La noche pintaba de fábula. Tras terminar de cenar en
aquel restaurante asturiano del que tanto nos habían hablado y por el que tuvimos
que esperar varias semanas para reservar mesa, encaminamos nuestros pasos hacia
la calle Serrano, buscando algún sitio donde divertirnos y ligar un poco.
Desde que César se divorció de Laura son frecuentes estas
quedadas. Aquellos que cerraban bares en la etapa universitaria y que uno
detrás de otro fueron cayendo en las rutinas de la vida de casado, volvían a
reunirse nuevamente solteros, con la mirada puesta en repetir hazañas del
pasado; veinte años después y con unas cuantas canas de más.
El que tuvo
retuvo. Luis, que entonces hacía las veces de ariete en nuestras tentativas de
establecer comunicación con algún grupo de féminas, era el encargado de
guiarnos en nuestra expedición. Aquella noche nos llevó a un local nuevo, según
él, con muy buen ambiente, y lleno de chicas que multiplicasen nuestras
opciones de éxito.
Chicas había sí, muchísimas de hecho, pero… Con nuestra
llegada la media de edad subió notablemente, hasta el punto de que podíamos
sentir la mirada con desdén de alguna de las crías que por allí pululaba, y que
a buen seguro pensaba: “¿A dónde crees que vas, viejo carcamal?”

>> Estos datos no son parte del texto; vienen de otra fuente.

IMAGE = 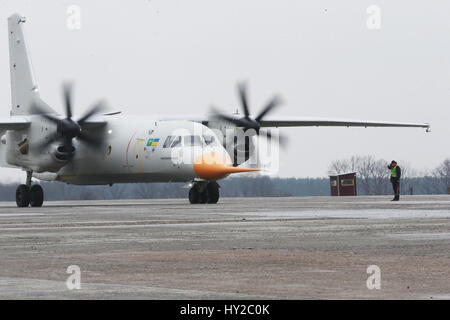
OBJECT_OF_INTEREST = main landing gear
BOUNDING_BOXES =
[189,181,219,204]
[16,171,44,208]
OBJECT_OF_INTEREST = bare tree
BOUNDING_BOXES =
[433,158,450,193]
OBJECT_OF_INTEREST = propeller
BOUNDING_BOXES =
[213,83,286,145]
[33,84,105,152]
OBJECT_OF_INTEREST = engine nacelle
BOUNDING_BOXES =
[53,145,75,164]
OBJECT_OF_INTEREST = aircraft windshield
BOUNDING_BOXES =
[184,136,202,147]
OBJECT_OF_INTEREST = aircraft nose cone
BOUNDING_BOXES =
[194,152,259,180]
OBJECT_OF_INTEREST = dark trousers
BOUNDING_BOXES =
[391,178,400,200]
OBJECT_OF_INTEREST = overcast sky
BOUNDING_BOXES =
[0,0,450,181]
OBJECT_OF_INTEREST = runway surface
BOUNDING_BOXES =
[0,196,450,299]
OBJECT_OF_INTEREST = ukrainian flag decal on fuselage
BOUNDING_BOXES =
[147,138,159,147]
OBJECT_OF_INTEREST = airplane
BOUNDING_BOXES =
[0,13,430,207]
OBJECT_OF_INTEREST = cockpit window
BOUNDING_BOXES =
[184,136,202,147]
[203,135,215,146]
[163,136,175,148]
[171,136,181,148]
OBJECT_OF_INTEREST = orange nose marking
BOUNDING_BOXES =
[194,152,260,180]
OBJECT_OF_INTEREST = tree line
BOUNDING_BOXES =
[0,155,450,201]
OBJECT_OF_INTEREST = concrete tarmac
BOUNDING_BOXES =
[0,195,450,299]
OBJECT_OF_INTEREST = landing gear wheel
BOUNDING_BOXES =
[16,184,31,208]
[30,184,44,207]
[189,186,200,204]
[199,189,208,203]
[206,182,219,203]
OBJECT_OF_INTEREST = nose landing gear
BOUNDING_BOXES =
[16,171,44,208]
[189,181,219,204]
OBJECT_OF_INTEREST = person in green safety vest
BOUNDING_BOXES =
[388,160,402,201]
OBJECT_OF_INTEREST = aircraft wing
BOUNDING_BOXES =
[260,118,430,131]
[160,115,431,131]
[0,117,30,131]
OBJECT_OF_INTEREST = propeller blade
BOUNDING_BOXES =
[255,96,281,122]
[238,83,250,118]
[63,83,72,118]
[77,101,105,126]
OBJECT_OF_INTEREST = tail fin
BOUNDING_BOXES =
[8,13,55,115]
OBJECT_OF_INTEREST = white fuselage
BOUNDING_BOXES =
[7,115,229,184]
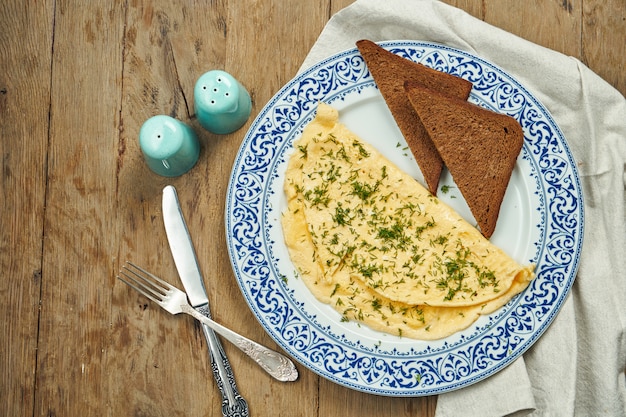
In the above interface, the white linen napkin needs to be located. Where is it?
[301,0,626,417]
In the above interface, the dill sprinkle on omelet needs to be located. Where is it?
[282,104,533,340]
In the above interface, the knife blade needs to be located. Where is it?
[163,185,249,417]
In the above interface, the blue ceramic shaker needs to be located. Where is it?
[139,115,200,177]
[193,70,252,134]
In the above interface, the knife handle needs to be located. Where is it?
[188,303,298,382]
[197,306,250,417]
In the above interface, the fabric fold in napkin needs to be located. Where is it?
[301,0,626,417]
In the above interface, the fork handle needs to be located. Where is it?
[180,304,298,382]
[198,306,250,417]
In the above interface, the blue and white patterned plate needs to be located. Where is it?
[226,41,583,396]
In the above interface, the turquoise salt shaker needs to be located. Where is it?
[193,70,252,134]
[139,115,200,177]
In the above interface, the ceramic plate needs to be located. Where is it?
[225,41,583,396]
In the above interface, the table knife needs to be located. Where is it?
[163,185,249,417]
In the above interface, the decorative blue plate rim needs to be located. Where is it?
[225,41,584,396]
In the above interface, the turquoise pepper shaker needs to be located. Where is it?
[193,70,252,134]
[139,115,200,177]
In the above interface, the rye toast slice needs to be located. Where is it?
[356,40,472,195]
[405,82,524,239]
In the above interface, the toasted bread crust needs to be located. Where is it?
[356,40,472,195]
[405,82,524,238]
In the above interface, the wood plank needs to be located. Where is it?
[483,0,581,56]
[0,1,54,416]
[108,1,227,415]
[579,0,626,96]
[33,0,124,416]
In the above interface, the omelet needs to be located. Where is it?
[282,103,534,339]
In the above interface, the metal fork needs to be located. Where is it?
[117,261,298,382]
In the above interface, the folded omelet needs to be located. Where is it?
[282,103,534,339]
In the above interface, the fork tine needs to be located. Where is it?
[124,261,173,293]
[117,271,161,303]
[117,262,168,303]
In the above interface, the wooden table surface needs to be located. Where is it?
[0,0,626,417]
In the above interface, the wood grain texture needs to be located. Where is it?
[0,1,53,416]
[0,0,626,417]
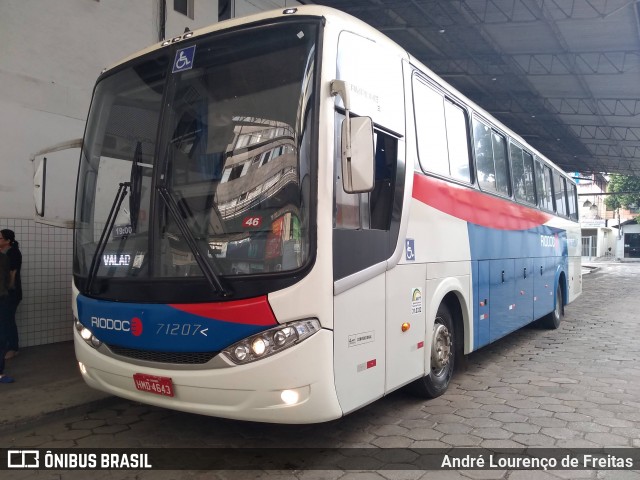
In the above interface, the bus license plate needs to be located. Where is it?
[133,373,173,397]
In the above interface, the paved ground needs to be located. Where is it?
[0,263,640,480]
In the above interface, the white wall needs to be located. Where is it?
[0,0,218,347]
[0,0,218,218]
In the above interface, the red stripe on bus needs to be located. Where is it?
[169,296,278,326]
[413,173,552,230]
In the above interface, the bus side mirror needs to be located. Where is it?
[342,117,375,193]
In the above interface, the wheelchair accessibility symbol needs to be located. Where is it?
[404,238,416,262]
[171,45,196,73]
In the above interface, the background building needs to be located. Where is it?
[0,0,298,347]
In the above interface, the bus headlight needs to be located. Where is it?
[221,318,321,365]
[73,318,102,348]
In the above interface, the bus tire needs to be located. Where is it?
[411,303,457,398]
[540,283,564,330]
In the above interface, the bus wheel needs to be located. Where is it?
[412,303,456,398]
[540,284,564,330]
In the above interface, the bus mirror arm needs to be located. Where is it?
[331,80,375,193]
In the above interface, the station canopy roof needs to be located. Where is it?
[312,0,640,176]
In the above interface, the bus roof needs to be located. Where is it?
[103,5,571,182]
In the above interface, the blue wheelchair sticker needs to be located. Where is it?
[404,238,416,262]
[171,45,196,73]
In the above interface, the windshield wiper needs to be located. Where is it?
[129,142,142,233]
[86,182,131,294]
[156,185,233,297]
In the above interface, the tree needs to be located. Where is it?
[604,173,640,218]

“Vaya Luis, pensé para mis adentros, te has lucido majo
“. Ni que decir tiene que el resto de la patrulla
de reconocimiento, no compartía mi opinión, iniciando patéticas maniobras
de aproximación a potenciales víctimas, que según les veían venir, huían
despavoridas… Decidí retirarme de tan bochornoso espectáculo, acercándome a la
barra para pedir mi habitual whisky con naranja cuando, sin saber cómo, ni de
dónde, apareció ella.
Debía rondar los cuarenta. Tenía los ojos azules, una
nariz perfecta y una melena morena que le caía a ambos lados de la cara, con un
flequillo a lo Cleopatra. Con zapatos de media altura vestía un conjunto de dos
piezas con falda negra entallada y body rojo que sin llevar un escote
pronunciado dejaba lo suficiente al descubierto como para que volase la imaginación.
Sofisticada y enigmática, estaba sola, allí al lado mío, con aire ausente…

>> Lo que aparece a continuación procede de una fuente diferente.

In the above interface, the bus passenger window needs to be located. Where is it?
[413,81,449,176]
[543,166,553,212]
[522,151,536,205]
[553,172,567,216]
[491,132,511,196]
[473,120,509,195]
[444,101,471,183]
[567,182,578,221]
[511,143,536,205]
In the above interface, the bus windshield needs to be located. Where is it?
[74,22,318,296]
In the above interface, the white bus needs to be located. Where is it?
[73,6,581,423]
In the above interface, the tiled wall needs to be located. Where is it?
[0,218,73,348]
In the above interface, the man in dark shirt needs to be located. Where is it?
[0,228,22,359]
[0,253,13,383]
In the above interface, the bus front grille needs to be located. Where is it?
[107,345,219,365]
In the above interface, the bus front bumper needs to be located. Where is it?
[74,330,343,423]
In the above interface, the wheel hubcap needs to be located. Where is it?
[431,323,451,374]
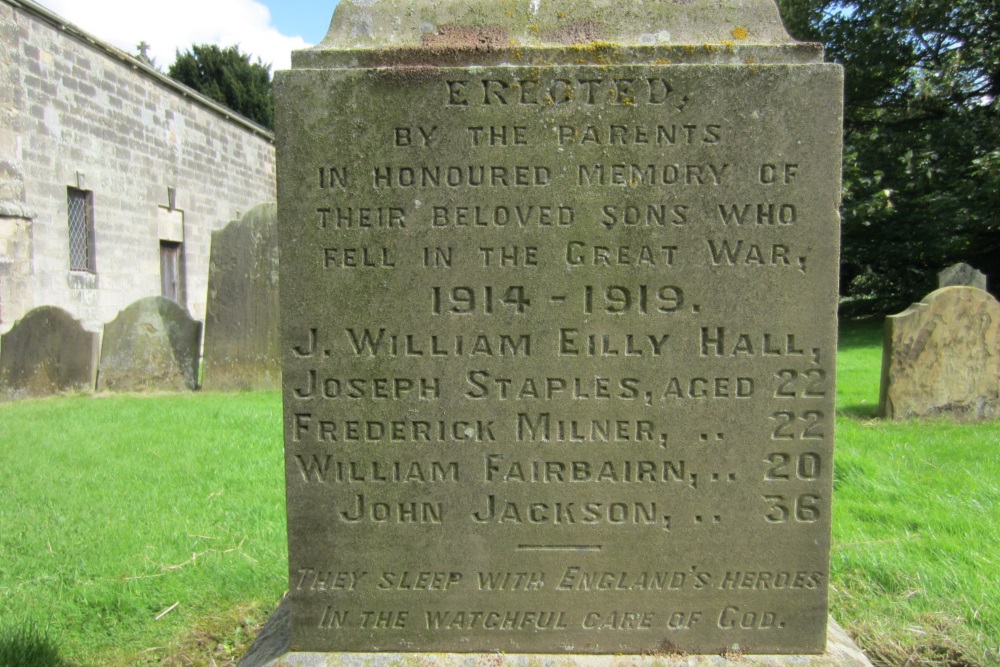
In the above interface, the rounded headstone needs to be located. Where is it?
[879,287,1000,421]
[202,203,281,391]
[0,306,97,398]
[97,296,201,391]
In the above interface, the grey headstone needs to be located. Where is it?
[275,0,842,656]
[938,262,986,291]
[0,306,98,398]
[97,296,201,391]
[879,287,1000,421]
[202,204,281,391]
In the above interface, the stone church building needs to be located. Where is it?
[0,0,275,333]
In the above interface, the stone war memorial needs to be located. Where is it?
[258,0,867,665]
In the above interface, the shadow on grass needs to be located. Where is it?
[0,621,72,667]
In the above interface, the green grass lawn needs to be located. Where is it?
[0,323,1000,667]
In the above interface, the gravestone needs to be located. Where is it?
[275,0,842,664]
[938,262,986,291]
[202,204,281,391]
[97,296,201,391]
[0,306,98,398]
[879,287,1000,421]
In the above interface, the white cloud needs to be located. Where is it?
[42,0,307,71]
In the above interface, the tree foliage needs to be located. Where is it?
[779,0,1000,314]
[167,44,274,129]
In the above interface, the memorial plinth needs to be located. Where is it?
[264,0,842,655]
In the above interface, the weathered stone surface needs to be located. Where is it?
[938,262,986,291]
[879,287,1000,421]
[275,0,842,660]
[202,204,281,391]
[97,296,201,391]
[238,598,871,667]
[0,306,98,398]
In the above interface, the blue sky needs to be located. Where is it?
[36,0,337,69]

“Está es la mía”, me dije. Para armarme de valor antes de
decirle hola, le di un sorbo a mi copa. Apenas
mojé los labios, casi sin tiempo a que el líquido terminase de bajar por mi garganta,
cuando se desató la tormenta. Unos retortijones imposibles hacían de mi estómago
una especie de campo de minas, con idas y venidas, que acabaron por doblarme
literalmente, al tiempo que me faltaba
la respiración. Raudo acudí al baño convencido de que alguna de las viandas del
asturiano habría hecho mella en mi delicado estómago. Pero intentar evacuar,
cosa que no pude, no fue la solución; pareció enfurecer a aquella especie de alien que anidaba en mi interior,
redoblándose las embestidas que en mi bajo vientre simulaban un frontón de
pelota vasca. El sudor me caía a borbotones por la cara, cada vez más pálida, la
vista poco a poco iba haciéndose más borrosa, y así fui dejándome caer con la
espalda rígida pegada a la pared de aquel retrete diminuto, que más que un
urinario parecía un ataúd vertical. Termine de escurrirme para acabar sentado
en el suelo, agarrado a aquel urinario como si fuera mi madre…
No sé ni cómo ni cuando salí del local. Cuando desperté
estaba en una cama del Gregorio Marañón.
Me habían hecho un lavado de estómago. Al parecer fui víctima de una intoxicación
por culpa de algún producto de limpieza industrial; “al del lavaplatos se le
habrá ido de las manos, o no habrán enjuagado bien algún vaso”, me dijo un
médico, en plan guasón, guiñándome un ojo. Solo sé que, además de ganarme el
pitorreo de la tropa que me estará recordando el episodio hasta que exhale el
último suspiro, perdí la oportunidad de
conocer a aquella diva morena, con la que no pude cruzar ni un simple hola,
quedando en mi recuerdo como una ensoñación.
Maldito lavaplatos.
Taller de Escritura Creativa. " La Escritura desatada"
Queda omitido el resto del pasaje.